4.2 The size of ensemble

As discussed in Sect. 3, we proved that the number of component classifiers has positive impact on ensemble performance for both majority voting and weighted majority voting. However, this contradicts the assertion in Bonab and Can (2019): for a multi-classification problem with k classes, k is the ideal number of base classifiers to constitute an optimum ensemble by weighted majority voting. Let us analyse this further.

Example 6

Consider a classification problem with two classes and three base classifiers. One instance is shown in the figure below. Weighted majority voting is used for combination.

figure b

In the figure above, it shows a two-dimensional space with three points \(S^1\), \(S^2\), \(S^3\) to be a combination. The ideal point is O. We can see that combining three points can lead to the optimal results of zero distance than fusing any two. Therefore, in this example the assertion in Bonab and Can (2019) even does not hold at the instance level. However, as shown in this example, for a n dimensional space, \(n+1\) independent points are enough. \(\square\)

We may add some restrictions to the points involved. For example, for a binary classification problem, we let all the points to be on the line segment of [0,1] and [1,0]. The ideal point is either [1,0] or [0,1]. In this way, a maximum of two points are needed for the optimal fusion results. In the figure below, any two of the three points \(S^1\), \(S^2\), and \(S^3\) are competent for this task.

figure c

Anyhow, the assertation at the instance level is not very useful. To consider the problem in a more realistic way, we need to look at it at the dataset level. A dataset usually comprises at least a good number of instances. If we consider three instances with a binary classification problem, then the dimensionality of the dataset-level geometric framework is up to 2*3=6, and not 2 any more. If the dataset has more instances, then we may include even more independent classifiers. With an increased number of base classifiers, we will likely get better ensemble performance (Corollary 7.1).

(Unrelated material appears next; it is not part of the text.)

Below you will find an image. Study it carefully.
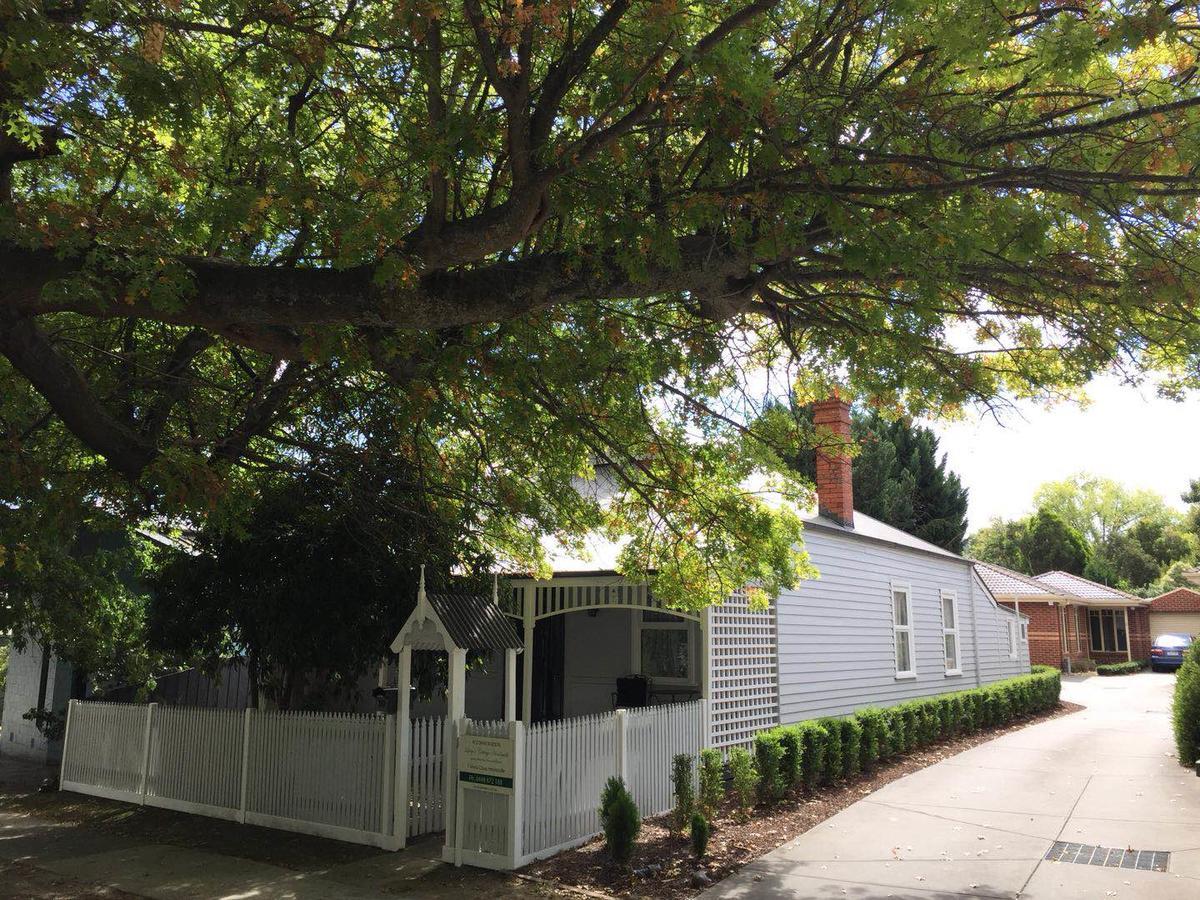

On the other hand, we can obtain the same conclusion as Corollary 7.1 even under the instance-level framework. Assume that the whole dataset has n instances. \(F_i\) and \(O_i\) are the fused point and the ideal point for instance \(t_i\), respectively. The optimal weighting for m base classifiers are \(w^1\),\(w^2\),\(\cdots\),\(w^m\). Then we have

$$\begin{aligned} \sum _{i=1}^n{ed(F_i,O_i)}=\sum _{i=1}^{n}\sqrt{\sum _{j=1}^{p}{(\sum _{k=1}^{m}{(w^k*s_{ij}^{k})}-o_{ij})^2}} \end{aligned}$$
(15)

Now one more base classifier is added. We can set a new weighting scheme as \(w_{new}^1=w^1\),\(w_{new}^2=w^2\),\(\cdots\),\(w_{new}^m=w^m\), \(w_{new}^{m+1}=0\).

$$\begin{aligned} \sum _{i=1}^n{ed_{new}(F_i,O_i)}=\sum _{i=1}^{n}\sqrt{\sum _{j=1}^{p}{(\sum _{k=1}^{m+1}{(w_{new}^k*s_{ij}^{k})}-o_{ij})^2}} \end{aligned}$$
(16)

Then \(\sum _{i=1}^n{ed(F_i,O_i)}=\sum _{i=1}^n{ed_{new}(F_i,O_i)}\). \(w^1\),\(w^2\),\(\cdots\),\(w^m\) is the optimal weighting scheme for m base classifiers, while \(w_{new}^1\),\(w_{new}^2\),\(\cdots\),\(w_{new}^m\), \(w_{new}^{m+1}\) may not be optimal for \(m+1\) base classifiers. Therefore, if the optimal weighting scheme is used, then fusing \(m+1\) base classifiers can achieve at least the same performance as fusing m base classifiers. This is exactly what Corollary 7.1 tells us.

4.3 Answer to some questions

In Sect. 1, we listed some outstanding questions. Now let us discuss them one by one.

Question 1: What is the difference between majority voting and weighted majority voting?

In a sense, both weighting schemes can potentially enhance ensemble performance. However, there are certain aspects, including their abilities, to consider. Weighted majority voting can be better than the best component classifier if optimum weights are used, while majority voting can be better than the average of all component classifiers. Majority voting is a “mild” method because all the component results are treated equally and the centroid is the solution, while weighted majority voting is an “extreme” method because it does not treat all component results equally and it tries to take the most effective solution from all possible ones.

Question 2: When should we use majority voting rather than weighted majority voting, or vice versa?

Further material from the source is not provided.